On Friday, Merkel and her allies were also the target of remarks from the President of the EU Parliament, David Sassoli: “We must push back against the short-sightedness and selfishness of some governments.”
“Solidarity cannot be just a word that we use without any kind of commitment. Solidarity has to be proven by facts,” said Josep Borrell, EU High Representative for Foreign Policy.
“The future of the European project is at stake and we need to choose between individualism and a coordinated, supportive EU,” said Spanish Prime Minister Pedro Sanchez.
The Portuguese Prime Minister António Costa branded the Dutch position as “repugnant” and “small-minded” after Dutch Finance Minister Wopke Hoekstra reportedly called for the Spanish government to be investigated for its claim that it doesn’t have the financial resources to fight the pandemic.
“The game is always the same,” said former president of the EU Commission Romano Prodi on Friday. “The Netherlands attacks, and Germany is almost forced to follow.
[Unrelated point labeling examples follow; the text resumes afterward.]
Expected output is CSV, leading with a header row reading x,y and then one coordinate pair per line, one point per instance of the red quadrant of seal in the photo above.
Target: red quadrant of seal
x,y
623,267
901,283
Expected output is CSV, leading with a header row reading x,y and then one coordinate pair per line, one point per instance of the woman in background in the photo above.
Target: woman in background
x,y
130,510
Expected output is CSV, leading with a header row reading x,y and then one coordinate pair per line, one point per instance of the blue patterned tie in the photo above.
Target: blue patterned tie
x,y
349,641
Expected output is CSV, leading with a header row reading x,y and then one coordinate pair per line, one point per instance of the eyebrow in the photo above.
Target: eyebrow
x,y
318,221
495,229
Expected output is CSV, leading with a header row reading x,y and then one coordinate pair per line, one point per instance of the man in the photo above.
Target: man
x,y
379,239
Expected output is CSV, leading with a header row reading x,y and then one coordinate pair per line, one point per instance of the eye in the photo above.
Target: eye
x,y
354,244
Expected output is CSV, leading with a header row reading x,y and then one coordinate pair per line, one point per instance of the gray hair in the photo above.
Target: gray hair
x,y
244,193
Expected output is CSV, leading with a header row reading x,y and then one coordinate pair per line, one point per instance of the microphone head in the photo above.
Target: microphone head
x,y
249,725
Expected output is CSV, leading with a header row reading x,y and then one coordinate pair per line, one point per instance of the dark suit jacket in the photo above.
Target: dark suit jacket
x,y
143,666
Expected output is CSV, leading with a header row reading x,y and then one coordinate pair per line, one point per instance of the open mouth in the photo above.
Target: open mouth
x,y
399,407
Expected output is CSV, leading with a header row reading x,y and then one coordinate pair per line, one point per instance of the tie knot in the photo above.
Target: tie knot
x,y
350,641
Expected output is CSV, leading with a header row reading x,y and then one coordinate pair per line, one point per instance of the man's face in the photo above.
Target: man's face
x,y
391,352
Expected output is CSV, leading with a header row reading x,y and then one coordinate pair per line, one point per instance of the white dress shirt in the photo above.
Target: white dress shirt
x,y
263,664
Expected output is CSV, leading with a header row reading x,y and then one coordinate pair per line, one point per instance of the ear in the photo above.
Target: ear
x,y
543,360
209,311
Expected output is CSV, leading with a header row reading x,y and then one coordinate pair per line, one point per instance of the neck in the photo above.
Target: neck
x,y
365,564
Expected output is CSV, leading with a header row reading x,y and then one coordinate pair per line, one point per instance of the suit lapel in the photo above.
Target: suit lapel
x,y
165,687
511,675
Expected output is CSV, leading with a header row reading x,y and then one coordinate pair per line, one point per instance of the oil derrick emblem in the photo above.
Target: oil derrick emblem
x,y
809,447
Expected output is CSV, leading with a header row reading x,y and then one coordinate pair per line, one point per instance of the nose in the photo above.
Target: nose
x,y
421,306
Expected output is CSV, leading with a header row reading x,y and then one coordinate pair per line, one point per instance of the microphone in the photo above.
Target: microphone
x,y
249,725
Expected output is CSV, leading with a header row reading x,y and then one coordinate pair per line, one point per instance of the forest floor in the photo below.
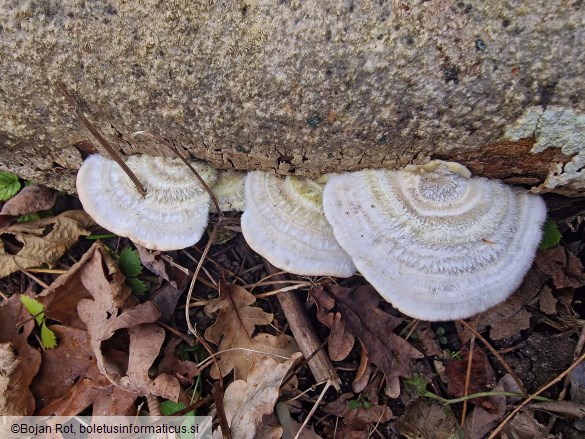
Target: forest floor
x,y
514,371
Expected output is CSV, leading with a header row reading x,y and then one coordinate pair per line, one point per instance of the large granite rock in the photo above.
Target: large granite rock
x,y
299,86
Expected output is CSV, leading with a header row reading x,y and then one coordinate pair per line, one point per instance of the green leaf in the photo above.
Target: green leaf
x,y
48,337
34,307
551,235
129,262
9,185
169,407
138,287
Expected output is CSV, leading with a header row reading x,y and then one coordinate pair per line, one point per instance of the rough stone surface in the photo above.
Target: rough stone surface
x,y
303,87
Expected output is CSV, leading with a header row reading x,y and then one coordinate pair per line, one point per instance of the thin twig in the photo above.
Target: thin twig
x,y
223,424
186,162
498,356
179,334
203,364
321,396
36,279
531,397
46,270
93,130
467,378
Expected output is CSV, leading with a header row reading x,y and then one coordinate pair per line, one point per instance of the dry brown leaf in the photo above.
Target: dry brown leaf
x,y
19,362
63,295
246,402
30,199
183,370
524,426
360,316
427,419
233,329
482,376
510,317
62,366
96,288
25,245
93,390
563,266
69,381
341,339
357,421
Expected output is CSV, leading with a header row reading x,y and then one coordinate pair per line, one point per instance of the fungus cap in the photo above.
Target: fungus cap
x,y
172,215
229,191
283,221
434,241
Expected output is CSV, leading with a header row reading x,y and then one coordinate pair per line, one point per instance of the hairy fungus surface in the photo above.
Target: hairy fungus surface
x,y
172,215
434,241
229,191
283,221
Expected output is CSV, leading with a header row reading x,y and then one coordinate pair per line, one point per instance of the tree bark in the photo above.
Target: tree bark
x,y
299,87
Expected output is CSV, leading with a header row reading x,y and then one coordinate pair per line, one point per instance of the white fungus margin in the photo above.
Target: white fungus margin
x,y
172,215
283,221
435,242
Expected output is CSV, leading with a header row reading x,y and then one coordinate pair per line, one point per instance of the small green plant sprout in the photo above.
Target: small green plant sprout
x,y
418,383
551,235
37,310
131,266
9,185
360,403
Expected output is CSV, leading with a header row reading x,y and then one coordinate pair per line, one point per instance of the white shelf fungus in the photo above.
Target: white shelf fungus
x,y
283,221
229,191
172,215
434,241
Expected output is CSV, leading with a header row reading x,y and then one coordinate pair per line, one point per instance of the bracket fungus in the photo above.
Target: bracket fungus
x,y
172,215
229,191
283,221
434,241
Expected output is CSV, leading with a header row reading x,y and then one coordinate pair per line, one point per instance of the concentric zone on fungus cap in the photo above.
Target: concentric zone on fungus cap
x,y
172,215
283,221
435,242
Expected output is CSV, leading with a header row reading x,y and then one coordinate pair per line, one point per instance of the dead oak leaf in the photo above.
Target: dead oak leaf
x,y
184,370
510,317
246,402
95,390
19,362
87,275
233,328
563,266
62,366
25,245
104,306
356,421
360,314
69,381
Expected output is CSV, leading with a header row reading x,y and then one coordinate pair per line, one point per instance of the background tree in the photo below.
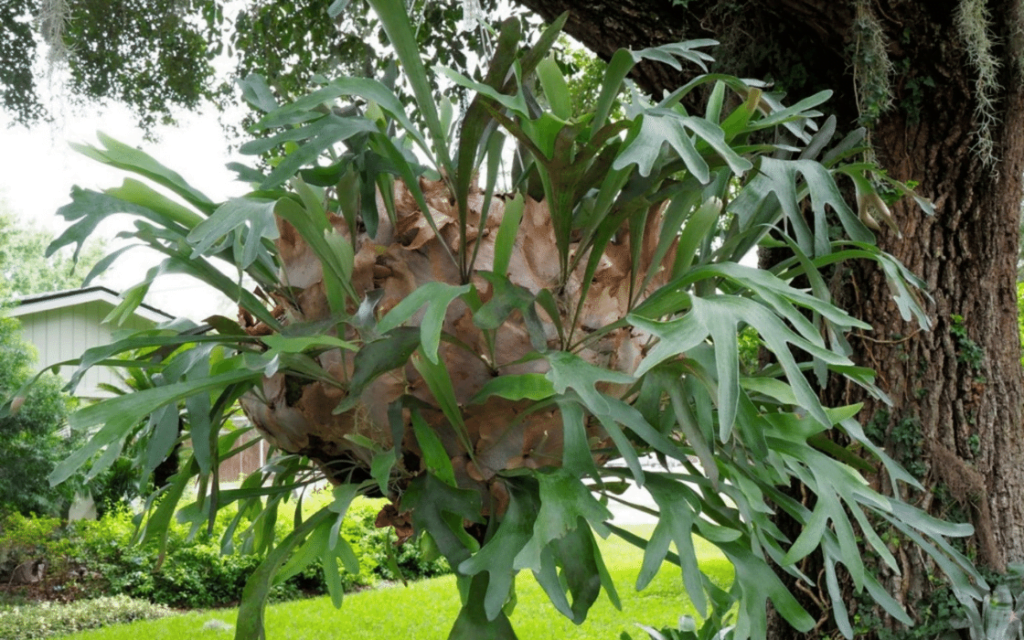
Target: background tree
x,y
25,267
938,83
34,439
478,357
158,56
939,86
The Dutch minister is a nightmare.”
As the dust settles, we find ourselves back to square one, to where we were 20 years ago. The “pro-Europeans” are fighting for a bare minimum option, which is realistic but difficult to agree upon. The “Nordics,” however, don’t want to share any financial risk, even when struck by the blows of a crisis that has arrived from “outside” the parameters of their vision of the economy as a moral fact. However, this is a systemic crisis that could overwhelm them as well. Not at this point, but at the moment when those countries that they now deem “guilty” because they are in debt finally collapse.